- La gobernadora Rocío Nahle llevó al terreno federal las negociaciones para evitar el cierre del Ingenio San Pedro, en Lerdo de Tejada. La secretaria de Agricultura, Columba López, se sentó con representantes de Grupo Porres para buscar una salida que proteja empleos y producción.
La batalla para mantener en operación el Ingenio San Pedro dio un paso clave.
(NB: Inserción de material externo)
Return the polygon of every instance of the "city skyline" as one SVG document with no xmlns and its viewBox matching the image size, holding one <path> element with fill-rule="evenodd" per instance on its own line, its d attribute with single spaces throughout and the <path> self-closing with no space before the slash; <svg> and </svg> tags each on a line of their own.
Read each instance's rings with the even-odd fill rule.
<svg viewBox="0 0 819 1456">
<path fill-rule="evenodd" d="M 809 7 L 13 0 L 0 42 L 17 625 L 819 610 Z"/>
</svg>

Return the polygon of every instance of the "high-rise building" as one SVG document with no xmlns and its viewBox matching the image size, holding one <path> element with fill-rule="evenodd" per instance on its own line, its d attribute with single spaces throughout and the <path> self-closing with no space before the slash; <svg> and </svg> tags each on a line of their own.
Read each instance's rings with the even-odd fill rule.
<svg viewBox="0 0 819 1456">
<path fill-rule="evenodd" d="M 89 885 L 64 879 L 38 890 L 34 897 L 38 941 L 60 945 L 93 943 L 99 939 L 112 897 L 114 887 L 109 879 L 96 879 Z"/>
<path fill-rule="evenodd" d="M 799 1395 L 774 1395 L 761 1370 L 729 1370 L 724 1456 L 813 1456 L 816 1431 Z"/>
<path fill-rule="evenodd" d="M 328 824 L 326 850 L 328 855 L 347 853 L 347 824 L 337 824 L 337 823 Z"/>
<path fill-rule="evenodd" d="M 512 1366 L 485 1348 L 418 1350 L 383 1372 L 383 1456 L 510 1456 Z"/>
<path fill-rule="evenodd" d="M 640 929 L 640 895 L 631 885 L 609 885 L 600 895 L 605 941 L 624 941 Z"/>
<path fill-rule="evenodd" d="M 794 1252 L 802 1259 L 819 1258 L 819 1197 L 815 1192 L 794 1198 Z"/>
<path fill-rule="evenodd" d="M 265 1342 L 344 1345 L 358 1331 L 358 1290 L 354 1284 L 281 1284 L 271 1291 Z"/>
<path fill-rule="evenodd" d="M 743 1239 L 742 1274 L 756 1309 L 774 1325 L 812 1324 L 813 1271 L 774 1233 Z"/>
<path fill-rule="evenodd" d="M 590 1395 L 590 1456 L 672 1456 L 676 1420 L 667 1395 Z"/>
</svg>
Rocío Nahle encabezó una nueva mesa de trabajo acompañada por Columba Jazmín López Gutiérrez, secretaria de Agricultura y Desarrollo Rural del Gobierno de México, quien se incorporó directamente a las negociaciones con empresarios y funcionarios de la factoría.
El encuentro ocurre después de que Grupo Porres, propietario del ingenio ubicado en Lerdo de Tejada, Veracruz, anunciara el pasado 5 de agosto el cierre de operaciones al considerar financieramente inviable mantener trabajando la planta. Desde entonces, el Gobierno estatal ha buscado revertir la decisión.
Sheinbaum pide proteger empleos y producción
De acuerdo con Nahle, la instrucción de la Presidenta Claudia Sheinbaum es trabajar para mantener los empleos, la producción azucarera y las cadenas productivas que sostienen parte importante de la economía de Los Tuxtlas y la Cuenca del Papaloapan.
“La encomienda de nuestra presidenta Claudia Sheinbaum Pardo es mantener los empleos, la producción y sobre todo que la zona de los Tuxtlas y del Papaloapan continúen con el desarrollo de sus cadenas productivas”, informó la gobernadora.
La presencia de Columba López marca una nueva etapa en las conversaciones. Hasta hace unos días, las gestiones se concentraban principalmente en el Gobierno de Veracruz; ahora, la titular de Agricultura federal participa directamente en la búsqueda de alternativas con la empresa.
En la mesa también estuvieron los secretarios estatales Miguel Santiago Reyes Hernández, de Finanzas; Ernesto Pérez Astorga, de Desarrollo Económico; Rodrigo Calderón Salas, de Desarrollo Agropecuario, y Luis Arturo Santiago Martínez, de Trabajo.

Más de mil 200 empleos dependen del Ingenio San Pedro
El Gobierno de Veracruz sostiene que mantener en funcionamiento la factoría permitiría preservar más de mil 200 empleos, además de evitar afectaciones a productores de caña, transportistas, proveedores y otras actividades económicas vinculadas con la agroindustria regional.
Nahle ha defendido que la infraestructura del ingenio permanece en condiciones de operar y anunció previamente que su administración revisaría junto con la empresa tanto la situación financiera como posibles alternativas para garantizar la continuidad de las operaciones.
La mandataria también ha insistido en que la caña producida en la Cuenca del Papaloapan debe continuar procesándose en la propia región, bajo la premisa de evitar que el cierre rompa una cadena productiva construida durante décadas.
Grupo Porres todavía no acuerda mantener abierto el ingenio
Pese al avance político de la negociación, todavía no existe un acuerdo definitivo que garantice la continuidad del Ingenio San Pedro. Hasta el 18 de agosto, las autoridades seguían analizando alternativas con propietarios, trabajadores y productores.
Tampoco se ha anunciado públicamente una compra del ingenio por parte del Gobierno, una expropiación, un subsidio específico o la entrada de un nuevo inversionista. Por ahora, la apuesta oficial continúa siendo alcanzar una salida mediante la negociación.
“Con diálogo y disposición vamos a llegar a buen término. ¡Vamos bien!”, sostuvo Nahle tras la nueva mesa.
Mientras las negociaciones avanzan, la situación laboral sigue siendo uno de los puntos más delicados. El secretario del Trabajo estatal, Luis Arturo Santiago Martínez, informó el 18 de agosto que los trabajadores todavía no habían recibido las liquidaciones correspondientes y que la dependencia continuaba acompañándolos.
La versión contrasta con la postura de la Asociación de Industriales del Estado de Veracruz, que un día antes aseguró que Grupo Porres había cumplido con sus obligaciones legales, incluidos derechos y liquidaciones laborales.
La discrepancia mantiene abierto otro frente que tendrá que resolverse mientras Gobierno y empresarios buscan una fórmula que permita conservar la factoría.